Samenvatting
Never have I doubted my soundness of mind as often as I did on that first night, when the bird-woman and her wards came to save me from the madhouse. That's where I was going, pinned between beefy uncles in the back seat of my parents' car, when a wall of peculiar children seemed to leap directly from my imagination into the driveway before us, aglow in our high beams like a formation of angels.
We skidded to a stop. A wave of dust erased everything beyond our windshield. Had I conjured their echo, some flickering hologram projected from deep within my brain? Anything seemed more believable than my friends being here, now. Peculiars had a way of making anything seem possible, but a visit from them was one of the few impossibilities of which I could still be certain.

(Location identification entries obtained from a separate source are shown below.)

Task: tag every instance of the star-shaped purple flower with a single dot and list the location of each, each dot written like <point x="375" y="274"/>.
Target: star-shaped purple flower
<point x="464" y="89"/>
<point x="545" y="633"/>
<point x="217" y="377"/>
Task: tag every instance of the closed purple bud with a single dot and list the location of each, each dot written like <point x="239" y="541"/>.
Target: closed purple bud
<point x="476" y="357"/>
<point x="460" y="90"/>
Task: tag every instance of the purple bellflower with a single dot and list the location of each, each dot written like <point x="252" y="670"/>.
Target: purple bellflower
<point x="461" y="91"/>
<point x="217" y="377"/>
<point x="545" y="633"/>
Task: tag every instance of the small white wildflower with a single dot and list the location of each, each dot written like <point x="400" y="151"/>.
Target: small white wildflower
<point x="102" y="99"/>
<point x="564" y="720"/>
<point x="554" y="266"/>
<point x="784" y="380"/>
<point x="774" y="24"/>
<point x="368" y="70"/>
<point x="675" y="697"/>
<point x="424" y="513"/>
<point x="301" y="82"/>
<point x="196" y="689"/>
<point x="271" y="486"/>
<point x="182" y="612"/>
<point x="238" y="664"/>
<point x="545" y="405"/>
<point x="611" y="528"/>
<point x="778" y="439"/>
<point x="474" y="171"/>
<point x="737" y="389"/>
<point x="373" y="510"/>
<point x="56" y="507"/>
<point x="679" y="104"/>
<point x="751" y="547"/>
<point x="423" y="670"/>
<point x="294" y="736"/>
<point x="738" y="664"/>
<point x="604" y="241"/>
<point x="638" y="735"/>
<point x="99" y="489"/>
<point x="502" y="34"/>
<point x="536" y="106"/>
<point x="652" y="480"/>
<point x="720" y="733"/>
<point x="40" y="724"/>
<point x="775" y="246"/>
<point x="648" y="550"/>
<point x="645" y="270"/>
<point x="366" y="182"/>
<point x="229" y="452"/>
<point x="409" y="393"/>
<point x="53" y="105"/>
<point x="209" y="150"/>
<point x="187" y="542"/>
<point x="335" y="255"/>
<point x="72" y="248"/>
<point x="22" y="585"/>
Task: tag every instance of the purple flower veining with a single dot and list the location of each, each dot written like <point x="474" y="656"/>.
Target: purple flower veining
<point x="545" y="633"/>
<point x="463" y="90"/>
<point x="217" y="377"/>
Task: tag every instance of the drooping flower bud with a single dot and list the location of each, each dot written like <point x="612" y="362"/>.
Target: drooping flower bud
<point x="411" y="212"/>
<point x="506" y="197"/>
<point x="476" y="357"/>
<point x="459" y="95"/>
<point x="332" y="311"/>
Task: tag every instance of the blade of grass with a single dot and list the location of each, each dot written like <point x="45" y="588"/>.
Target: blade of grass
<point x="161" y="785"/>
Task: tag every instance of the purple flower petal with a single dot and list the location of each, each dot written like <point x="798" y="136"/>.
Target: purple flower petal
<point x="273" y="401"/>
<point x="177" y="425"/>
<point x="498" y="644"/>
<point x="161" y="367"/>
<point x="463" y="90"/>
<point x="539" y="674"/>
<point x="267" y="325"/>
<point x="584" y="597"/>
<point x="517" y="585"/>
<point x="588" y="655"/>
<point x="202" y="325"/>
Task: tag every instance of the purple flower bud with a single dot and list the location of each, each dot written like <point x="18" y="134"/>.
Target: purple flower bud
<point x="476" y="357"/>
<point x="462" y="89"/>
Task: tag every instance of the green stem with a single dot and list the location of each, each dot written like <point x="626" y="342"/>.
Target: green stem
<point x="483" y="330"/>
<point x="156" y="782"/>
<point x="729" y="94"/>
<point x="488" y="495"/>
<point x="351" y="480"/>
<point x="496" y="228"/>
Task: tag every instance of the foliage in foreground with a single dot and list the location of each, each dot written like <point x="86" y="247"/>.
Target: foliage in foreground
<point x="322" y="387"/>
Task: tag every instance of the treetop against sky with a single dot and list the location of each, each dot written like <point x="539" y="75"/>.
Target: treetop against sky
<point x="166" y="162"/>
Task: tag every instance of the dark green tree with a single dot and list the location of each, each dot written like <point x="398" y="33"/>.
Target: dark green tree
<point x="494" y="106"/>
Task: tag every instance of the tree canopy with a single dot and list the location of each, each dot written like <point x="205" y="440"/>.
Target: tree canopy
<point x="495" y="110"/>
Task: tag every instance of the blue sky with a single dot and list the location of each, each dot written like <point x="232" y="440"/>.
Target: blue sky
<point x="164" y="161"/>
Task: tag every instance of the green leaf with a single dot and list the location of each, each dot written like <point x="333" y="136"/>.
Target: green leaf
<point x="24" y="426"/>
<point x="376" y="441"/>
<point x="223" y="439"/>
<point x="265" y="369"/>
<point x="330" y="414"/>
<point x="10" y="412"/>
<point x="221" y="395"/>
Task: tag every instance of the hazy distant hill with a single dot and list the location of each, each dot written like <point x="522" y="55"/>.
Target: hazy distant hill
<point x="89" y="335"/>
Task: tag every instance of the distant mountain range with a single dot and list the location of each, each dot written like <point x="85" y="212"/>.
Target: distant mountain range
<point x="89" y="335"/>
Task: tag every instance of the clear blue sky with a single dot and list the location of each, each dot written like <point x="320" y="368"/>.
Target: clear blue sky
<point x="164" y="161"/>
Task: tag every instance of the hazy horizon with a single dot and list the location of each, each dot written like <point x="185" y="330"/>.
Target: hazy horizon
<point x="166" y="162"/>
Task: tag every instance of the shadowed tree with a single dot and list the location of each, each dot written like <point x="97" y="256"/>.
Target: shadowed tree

It had been my choice to leave Devil's Acre. To go home again, where my friends couldn't follow. I had hoped that in returning I might sew together the disparate threads of my life: the normal and the peculiar, the ordinary and the extraordinary.
Another impossibility. My grandfather had tried to sew his lives together too and failed, estranged in the end from both his peculiar family and his normal one. In refusing to choose one kind of life over the other, he had doomed himself to lose both-just as I was about to.
I looked up to see a figure moving toward us through the clearing dust.
"Who the hell are you?" my dad said.
"Alma LeFay Peregrine," she replied, "Ymbryne Council leader pro tem and headmistress to these peculiar children. We've met before, though I don't expect you'd remember. Children, say hello."